Students look at arthropods under the microscope.

BACKGROUND:

Arthropods are bilaterally symmetrical and have jointed body segments with a pair of appendages attached to each body segment. The body is covered with a cuticle (thickened substance) which comes off ("molts") when the arthropod gets larger. There is no internal skeleton. Their circulatory system is very simple and they reproduce by laying eggs.  Many insects go through metamorphosis or physical changes.  So a butterfly is the adult insect but the caterpillar is one of the early stages and looks more like a "worm" than an insect.  Many arthropods like mosquitoes spend most of their life in an aquatic form before it metamorphoses into a flying insect. 

Identification of arthropods is not easy, because there are so many "creepy crawlies" out there. Below is  information that may help you group arthropods for your students. You may want to use other books or information on the internet to help identify the different arthropods. 

Spiders, scorpions, ticks, and horseshoe crabs belong to a group called the chelicerates. They have no antennae and the first pair of appendages are pincher-like. 

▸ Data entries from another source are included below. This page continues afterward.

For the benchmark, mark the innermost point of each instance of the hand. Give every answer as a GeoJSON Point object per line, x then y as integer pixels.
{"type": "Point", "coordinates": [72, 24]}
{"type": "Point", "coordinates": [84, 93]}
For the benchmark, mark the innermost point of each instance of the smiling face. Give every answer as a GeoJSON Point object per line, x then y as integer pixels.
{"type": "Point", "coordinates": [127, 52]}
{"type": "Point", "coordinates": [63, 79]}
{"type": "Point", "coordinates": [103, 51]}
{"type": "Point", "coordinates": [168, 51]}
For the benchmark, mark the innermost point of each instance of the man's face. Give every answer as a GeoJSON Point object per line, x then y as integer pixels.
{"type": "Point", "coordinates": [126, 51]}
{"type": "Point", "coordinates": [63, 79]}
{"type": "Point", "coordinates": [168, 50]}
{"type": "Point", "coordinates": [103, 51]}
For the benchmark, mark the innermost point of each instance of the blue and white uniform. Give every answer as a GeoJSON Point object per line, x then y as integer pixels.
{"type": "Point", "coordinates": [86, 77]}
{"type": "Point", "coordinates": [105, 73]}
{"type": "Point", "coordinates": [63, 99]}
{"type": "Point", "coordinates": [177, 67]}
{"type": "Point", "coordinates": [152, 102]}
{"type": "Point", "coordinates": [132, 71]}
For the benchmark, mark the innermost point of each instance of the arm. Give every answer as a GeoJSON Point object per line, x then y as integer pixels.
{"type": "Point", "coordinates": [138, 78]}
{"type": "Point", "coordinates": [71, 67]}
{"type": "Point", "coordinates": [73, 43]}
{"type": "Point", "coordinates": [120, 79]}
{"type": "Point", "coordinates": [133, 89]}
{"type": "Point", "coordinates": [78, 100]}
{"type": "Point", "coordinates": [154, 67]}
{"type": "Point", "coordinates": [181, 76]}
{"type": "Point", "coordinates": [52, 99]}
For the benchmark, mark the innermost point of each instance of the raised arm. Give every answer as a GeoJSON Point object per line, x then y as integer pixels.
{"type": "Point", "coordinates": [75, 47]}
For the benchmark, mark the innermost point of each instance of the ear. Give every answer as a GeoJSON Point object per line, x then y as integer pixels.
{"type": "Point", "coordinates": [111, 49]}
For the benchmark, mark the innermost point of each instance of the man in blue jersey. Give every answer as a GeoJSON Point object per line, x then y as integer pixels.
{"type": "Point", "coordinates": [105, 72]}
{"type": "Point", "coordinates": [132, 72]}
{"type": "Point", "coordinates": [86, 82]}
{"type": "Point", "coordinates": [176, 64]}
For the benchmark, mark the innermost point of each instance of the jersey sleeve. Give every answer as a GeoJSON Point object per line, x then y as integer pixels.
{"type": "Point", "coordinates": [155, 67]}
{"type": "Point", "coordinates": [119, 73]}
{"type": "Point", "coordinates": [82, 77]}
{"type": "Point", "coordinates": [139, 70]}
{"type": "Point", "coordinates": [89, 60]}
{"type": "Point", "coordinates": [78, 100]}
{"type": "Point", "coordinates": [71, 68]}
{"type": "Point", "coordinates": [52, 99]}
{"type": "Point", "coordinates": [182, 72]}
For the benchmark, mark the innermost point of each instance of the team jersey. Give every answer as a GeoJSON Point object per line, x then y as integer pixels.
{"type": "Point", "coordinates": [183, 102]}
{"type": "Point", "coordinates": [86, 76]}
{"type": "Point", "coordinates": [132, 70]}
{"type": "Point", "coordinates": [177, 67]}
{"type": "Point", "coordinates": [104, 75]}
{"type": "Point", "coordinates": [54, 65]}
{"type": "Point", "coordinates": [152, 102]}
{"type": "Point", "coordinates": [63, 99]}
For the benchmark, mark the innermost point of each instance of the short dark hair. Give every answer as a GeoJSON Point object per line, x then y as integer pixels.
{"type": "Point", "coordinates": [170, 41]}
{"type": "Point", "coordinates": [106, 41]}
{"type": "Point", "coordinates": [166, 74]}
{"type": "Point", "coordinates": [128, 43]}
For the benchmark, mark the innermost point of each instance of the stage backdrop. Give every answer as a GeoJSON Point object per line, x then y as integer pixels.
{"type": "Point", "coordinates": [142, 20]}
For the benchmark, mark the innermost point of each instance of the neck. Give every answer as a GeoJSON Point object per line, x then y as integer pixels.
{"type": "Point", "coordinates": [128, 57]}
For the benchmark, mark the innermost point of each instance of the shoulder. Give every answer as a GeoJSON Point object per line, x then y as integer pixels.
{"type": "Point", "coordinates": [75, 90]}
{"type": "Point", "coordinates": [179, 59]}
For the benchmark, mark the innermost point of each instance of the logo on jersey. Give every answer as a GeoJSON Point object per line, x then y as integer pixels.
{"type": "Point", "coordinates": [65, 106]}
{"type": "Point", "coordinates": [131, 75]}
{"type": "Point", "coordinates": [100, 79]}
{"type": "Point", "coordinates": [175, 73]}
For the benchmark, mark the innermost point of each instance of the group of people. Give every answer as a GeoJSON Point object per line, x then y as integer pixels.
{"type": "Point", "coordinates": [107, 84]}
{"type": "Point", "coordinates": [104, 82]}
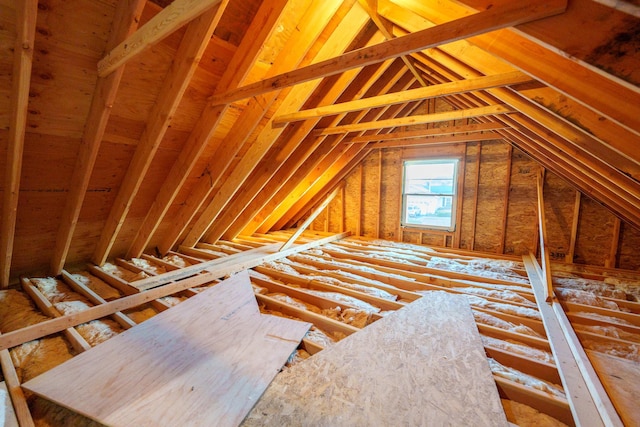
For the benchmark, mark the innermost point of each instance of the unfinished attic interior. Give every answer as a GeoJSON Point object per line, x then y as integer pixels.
{"type": "Point", "coordinates": [320, 212]}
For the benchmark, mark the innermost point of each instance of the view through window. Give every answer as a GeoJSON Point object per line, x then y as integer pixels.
{"type": "Point", "coordinates": [428, 193]}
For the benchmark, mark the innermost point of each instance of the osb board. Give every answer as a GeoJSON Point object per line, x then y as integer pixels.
{"type": "Point", "coordinates": [628, 248]}
{"type": "Point", "coordinates": [621, 379]}
{"type": "Point", "coordinates": [370, 197]}
{"type": "Point", "coordinates": [494, 162]}
{"type": "Point", "coordinates": [204, 362]}
{"type": "Point", "coordinates": [522, 226]}
{"type": "Point", "coordinates": [595, 233]}
{"type": "Point", "coordinates": [401, 370]}
{"type": "Point", "coordinates": [468, 194]}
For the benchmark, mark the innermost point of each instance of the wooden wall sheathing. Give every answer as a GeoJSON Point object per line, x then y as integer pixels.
{"type": "Point", "coordinates": [594, 233]}
{"type": "Point", "coordinates": [493, 176]}
{"type": "Point", "coordinates": [520, 230]}
{"type": "Point", "coordinates": [484, 231]}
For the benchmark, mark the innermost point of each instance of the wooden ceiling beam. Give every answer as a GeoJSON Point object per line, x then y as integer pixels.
{"type": "Point", "coordinates": [172, 17]}
{"type": "Point", "coordinates": [499, 16]}
{"type": "Point", "coordinates": [472, 137]}
{"type": "Point", "coordinates": [451, 88]}
{"type": "Point", "coordinates": [348, 29]}
{"type": "Point", "coordinates": [185, 63]}
{"type": "Point", "coordinates": [322, 179]}
{"type": "Point", "coordinates": [420, 119]}
{"type": "Point", "coordinates": [595, 89]}
{"type": "Point", "coordinates": [243, 60]}
{"type": "Point", "coordinates": [125, 22]}
{"type": "Point", "coordinates": [26, 13]}
{"type": "Point", "coordinates": [386, 28]}
{"type": "Point", "coordinates": [474, 128]}
{"type": "Point", "coordinates": [367, 81]}
{"type": "Point", "coordinates": [288, 152]}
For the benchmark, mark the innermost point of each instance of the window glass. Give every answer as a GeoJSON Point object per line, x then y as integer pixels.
{"type": "Point", "coordinates": [429, 188]}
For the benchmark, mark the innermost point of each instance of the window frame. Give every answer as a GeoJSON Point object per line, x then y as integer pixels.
{"type": "Point", "coordinates": [404, 220]}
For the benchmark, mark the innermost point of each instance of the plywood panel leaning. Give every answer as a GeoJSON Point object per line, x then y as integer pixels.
{"type": "Point", "coordinates": [205, 361]}
{"type": "Point", "coordinates": [381, 376]}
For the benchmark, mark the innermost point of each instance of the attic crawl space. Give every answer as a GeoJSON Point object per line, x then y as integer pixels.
{"type": "Point", "coordinates": [349, 164]}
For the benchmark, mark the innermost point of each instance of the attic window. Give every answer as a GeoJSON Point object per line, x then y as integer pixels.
{"type": "Point", "coordinates": [428, 193]}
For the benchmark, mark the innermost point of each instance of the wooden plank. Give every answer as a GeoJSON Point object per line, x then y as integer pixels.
{"type": "Point", "coordinates": [185, 63]}
{"type": "Point", "coordinates": [83, 290]}
{"type": "Point", "coordinates": [125, 22]}
{"type": "Point", "coordinates": [26, 12]}
{"type": "Point", "coordinates": [172, 17]}
{"type": "Point", "coordinates": [206, 361]}
{"type": "Point", "coordinates": [7, 414]}
{"type": "Point", "coordinates": [351, 382]}
{"type": "Point", "coordinates": [310, 219]}
{"type": "Point", "coordinates": [542, 233]}
{"type": "Point", "coordinates": [499, 16]}
{"type": "Point", "coordinates": [77, 341]}
{"type": "Point", "coordinates": [442, 89]}
{"type": "Point", "coordinates": [419, 119]}
{"type": "Point", "coordinates": [590, 406]}
{"type": "Point", "coordinates": [18, 398]}
{"type": "Point", "coordinates": [620, 378]}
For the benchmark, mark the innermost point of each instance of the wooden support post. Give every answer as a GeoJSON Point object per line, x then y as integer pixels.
{"type": "Point", "coordinates": [544, 251]}
{"type": "Point", "coordinates": [574, 229]}
{"type": "Point", "coordinates": [590, 404]}
{"type": "Point", "coordinates": [22, 62]}
{"type": "Point", "coordinates": [615, 239]}
{"type": "Point", "coordinates": [310, 219]}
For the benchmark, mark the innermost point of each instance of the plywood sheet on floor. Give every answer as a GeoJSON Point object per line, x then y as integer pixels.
{"type": "Point", "coordinates": [621, 380]}
{"type": "Point", "coordinates": [204, 362]}
{"type": "Point", "coordinates": [422, 365]}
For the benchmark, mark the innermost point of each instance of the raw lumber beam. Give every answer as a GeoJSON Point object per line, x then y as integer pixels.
{"type": "Point", "coordinates": [26, 12]}
{"type": "Point", "coordinates": [243, 60]}
{"type": "Point", "coordinates": [214, 354]}
{"type": "Point", "coordinates": [340, 39]}
{"type": "Point", "coordinates": [77, 341]}
{"type": "Point", "coordinates": [504, 15]}
{"type": "Point", "coordinates": [450, 88]}
{"type": "Point", "coordinates": [82, 289]}
{"type": "Point", "coordinates": [472, 137]}
{"type": "Point", "coordinates": [420, 119]}
{"type": "Point", "coordinates": [542, 233]}
{"type": "Point", "coordinates": [589, 403]}
{"type": "Point", "coordinates": [349, 383]}
{"type": "Point", "coordinates": [213, 270]}
{"type": "Point", "coordinates": [125, 22]}
{"type": "Point", "coordinates": [185, 63]}
{"type": "Point", "coordinates": [310, 219]}
{"type": "Point", "coordinates": [164, 23]}
{"type": "Point", "coordinates": [475, 128]}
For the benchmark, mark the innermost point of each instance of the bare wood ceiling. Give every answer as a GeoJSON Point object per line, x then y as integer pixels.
{"type": "Point", "coordinates": [217, 129]}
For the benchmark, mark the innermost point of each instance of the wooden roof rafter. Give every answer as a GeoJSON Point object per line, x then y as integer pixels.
{"type": "Point", "coordinates": [23, 53]}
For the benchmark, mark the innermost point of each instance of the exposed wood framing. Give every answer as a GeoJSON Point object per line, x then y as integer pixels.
{"type": "Point", "coordinates": [21, 80]}
{"type": "Point", "coordinates": [419, 94]}
{"type": "Point", "coordinates": [125, 23]}
{"type": "Point", "coordinates": [590, 404]}
{"type": "Point", "coordinates": [239, 67]}
{"type": "Point", "coordinates": [495, 18]}
{"type": "Point", "coordinates": [186, 61]}
{"type": "Point", "coordinates": [420, 119]}
{"type": "Point", "coordinates": [164, 23]}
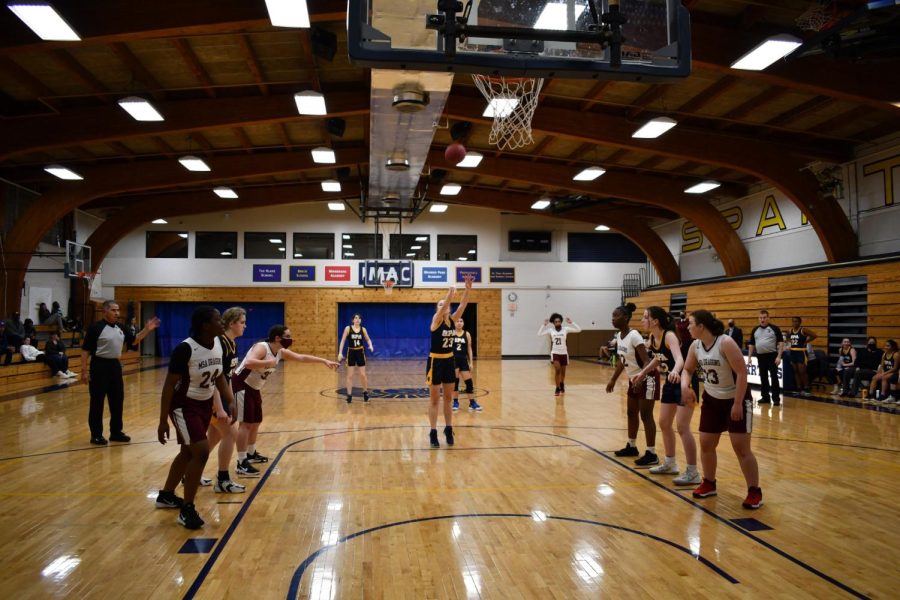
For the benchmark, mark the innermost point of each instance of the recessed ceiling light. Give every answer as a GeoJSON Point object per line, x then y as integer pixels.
{"type": "Point", "coordinates": [767, 52]}
{"type": "Point", "coordinates": [323, 155]}
{"type": "Point", "coordinates": [193, 163]}
{"type": "Point", "coordinates": [42, 19]}
{"type": "Point", "coordinates": [702, 187]}
{"type": "Point", "coordinates": [223, 192]}
{"type": "Point", "coordinates": [500, 107]}
{"type": "Point", "coordinates": [140, 109]}
{"type": "Point", "coordinates": [288, 13]}
{"type": "Point", "coordinates": [310, 103]}
{"type": "Point", "coordinates": [589, 174]}
{"type": "Point", "coordinates": [655, 127]}
{"type": "Point", "coordinates": [471, 160]}
{"type": "Point", "coordinates": [63, 173]}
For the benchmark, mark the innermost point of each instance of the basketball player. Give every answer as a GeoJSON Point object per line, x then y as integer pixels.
{"type": "Point", "coordinates": [235, 321]}
{"type": "Point", "coordinates": [800, 336]}
{"type": "Point", "coordinates": [559, 352]}
{"type": "Point", "coordinates": [642, 392]}
{"type": "Point", "coordinates": [356, 355]}
{"type": "Point", "coordinates": [727, 405]}
{"type": "Point", "coordinates": [462, 357]}
{"type": "Point", "coordinates": [665, 355]}
{"type": "Point", "coordinates": [195, 370]}
{"type": "Point", "coordinates": [440, 372]}
{"type": "Point", "coordinates": [247, 383]}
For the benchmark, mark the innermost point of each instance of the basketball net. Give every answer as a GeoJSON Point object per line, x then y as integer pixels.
{"type": "Point", "coordinates": [514, 100]}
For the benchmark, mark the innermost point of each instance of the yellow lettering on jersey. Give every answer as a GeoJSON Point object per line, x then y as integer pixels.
{"type": "Point", "coordinates": [691, 236]}
{"type": "Point", "coordinates": [886, 168]}
{"type": "Point", "coordinates": [770, 216]}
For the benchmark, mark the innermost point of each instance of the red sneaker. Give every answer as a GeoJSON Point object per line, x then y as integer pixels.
{"type": "Point", "coordinates": [754, 498]}
{"type": "Point", "coordinates": [706, 489]}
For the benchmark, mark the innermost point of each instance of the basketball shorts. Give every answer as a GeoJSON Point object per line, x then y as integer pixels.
{"type": "Point", "coordinates": [648, 389]}
{"type": "Point", "coordinates": [672, 393]}
{"type": "Point", "coordinates": [356, 357]}
{"type": "Point", "coordinates": [715, 415]}
{"type": "Point", "coordinates": [440, 370]}
{"type": "Point", "coordinates": [191, 419]}
{"type": "Point", "coordinates": [248, 403]}
{"type": "Point", "coordinates": [798, 356]}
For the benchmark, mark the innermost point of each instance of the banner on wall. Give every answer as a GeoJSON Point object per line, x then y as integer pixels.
{"type": "Point", "coordinates": [262, 273]}
{"type": "Point", "coordinates": [303, 273]}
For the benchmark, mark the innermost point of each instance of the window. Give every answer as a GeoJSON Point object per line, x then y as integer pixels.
{"type": "Point", "coordinates": [603, 247]}
{"type": "Point", "coordinates": [216, 244]}
{"type": "Point", "coordinates": [411, 247]}
{"type": "Point", "coordinates": [167, 244]}
{"type": "Point", "coordinates": [360, 246]}
{"type": "Point", "coordinates": [313, 245]}
{"type": "Point", "coordinates": [261, 244]}
{"type": "Point", "coordinates": [457, 247]}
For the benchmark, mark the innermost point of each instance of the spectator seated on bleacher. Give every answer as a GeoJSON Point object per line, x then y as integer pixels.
{"type": "Point", "coordinates": [57, 363]}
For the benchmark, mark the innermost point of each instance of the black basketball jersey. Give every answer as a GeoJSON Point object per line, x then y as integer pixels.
{"type": "Point", "coordinates": [663, 353]}
{"type": "Point", "coordinates": [356, 338]}
{"type": "Point", "coordinates": [442, 339]}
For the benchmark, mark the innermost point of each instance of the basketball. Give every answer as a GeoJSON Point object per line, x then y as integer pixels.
{"type": "Point", "coordinates": [455, 152]}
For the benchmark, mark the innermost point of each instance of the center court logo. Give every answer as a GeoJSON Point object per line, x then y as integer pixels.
{"type": "Point", "coordinates": [398, 393]}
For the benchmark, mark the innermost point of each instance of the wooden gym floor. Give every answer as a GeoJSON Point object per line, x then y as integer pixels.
{"type": "Point", "coordinates": [530, 503]}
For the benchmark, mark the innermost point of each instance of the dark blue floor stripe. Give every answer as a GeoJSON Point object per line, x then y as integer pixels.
{"type": "Point", "coordinates": [294, 588]}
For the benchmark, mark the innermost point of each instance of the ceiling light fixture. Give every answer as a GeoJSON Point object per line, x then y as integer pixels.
{"type": "Point", "coordinates": [702, 187]}
{"type": "Point", "coordinates": [589, 174]}
{"type": "Point", "coordinates": [288, 13]}
{"type": "Point", "coordinates": [310, 102]}
{"type": "Point", "coordinates": [43, 19]}
{"type": "Point", "coordinates": [655, 127]}
{"type": "Point", "coordinates": [767, 52]}
{"type": "Point", "coordinates": [63, 173]}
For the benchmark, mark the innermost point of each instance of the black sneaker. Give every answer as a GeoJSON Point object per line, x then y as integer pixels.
{"type": "Point", "coordinates": [628, 451]}
{"type": "Point", "coordinates": [257, 458]}
{"type": "Point", "coordinates": [649, 458]}
{"type": "Point", "coordinates": [245, 469]}
{"type": "Point", "coordinates": [168, 500]}
{"type": "Point", "coordinates": [189, 518]}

The arthropods called mandibulates are characterized by their head appendages and include most of the common  arthropods. We will be concentrating on the more common insect and crustacean groups.  A head (a), thorax (b), abdomen (c), wing cover or elytra (d), wing (e) and antennae (f)  are usually present.  Crustaceans, such as brine shrimp, are predominantly aquatic and have gills for respiration.

PROCEDURE:

  1. Read Ant Trails.  It is a basic story about ant structure and habits.  At the end of the story there are some "Ant Facts."   Go over the basic parts which will help the students understand the rest of the lesson.    Ants belong to the Order Hymenoptera.
     
  2. Give students a worksheet and bag of plastic insects. Instruct the students to  try and find their name (order level). On the worksheet students should describe the head, the body (thorax and abdomen), and appendages (legs).  You may want them draw the specimen on the back of the sheet to help them look at the various parts.   The important objective is to observe the different types of arthropods. You may want to duplicate the sheet and have the students make index cards of each of the group.  You may want them to use the cards to go outside and see if they can find other bugs in each group.  Remember it is not as important to classify them as it is to thinking about grouping insects into groups.
      
    Identification of adult land insects on worksheet: Order Odonata  Damselfly (right), dragonfly (left);  Order Orthoptera Grasshopper (right),  Katydid (left);  Order Hemiptera Bug (right);  Stink bug (left);  Order Homoptera Cicada (right);  leafhopper (left); Order Coleoptera  firefly (right);  ladybug (left); Order Diptera  fly (right);  mosquito (left);  Order Lepidoptera butterfly (right);  moth (left);  Order Hymertoptera bee (right);  wasp (left).
      
  3. Insects are some of the most successful land organisms. Insects bite humans, irritate skin, and sometimes cause disease. The insect body is composed of a head, thorax, and on abdomen with 6 legs. The head has a pair of compound eyes.
      
  4. Brine shrimp are an effective way to look at arthropods. You can purchase them at most pet stores. They are sometimes called "sea monkeys."  Brine shrimp are used to feed larger fish. We suggest using a petri dish or other see through container and look at them with the Swift GH microscope.
      
    Brine shrimp belong to the genus Artemia and are one of many small crustaceans of the order Anostraca (class Branchiopoda) inhabiting brine pools and other highly saline inland waters throughout the world. Young brine shrimp hatched there from dried eggs are used widely as food for fish and other small animals in aquariums. Measuring up to 15 mm (0.6 inch) in length, the body of the brine shrimp has a discrete head with a large eye and stalked compound eyes, a thorax bearing a series of limbs, and a slender abdomen without appendages. Brine shrimp normally swim in an upside down position by rhythmically beating their legs. They feed primarily on green algae, which they filter from the water with their legs.
  5. If you have trouble finding brine shrimp you can usually find amphipods in pond water.   They are small aquatic "shrimp like" organisms that are abundant in pond water.  You can actually culture them in a fish tank using pond water.
      
  6. As the students are looking under the microscope make sure you direct their observations by comparing, contrasting, and counting all segments.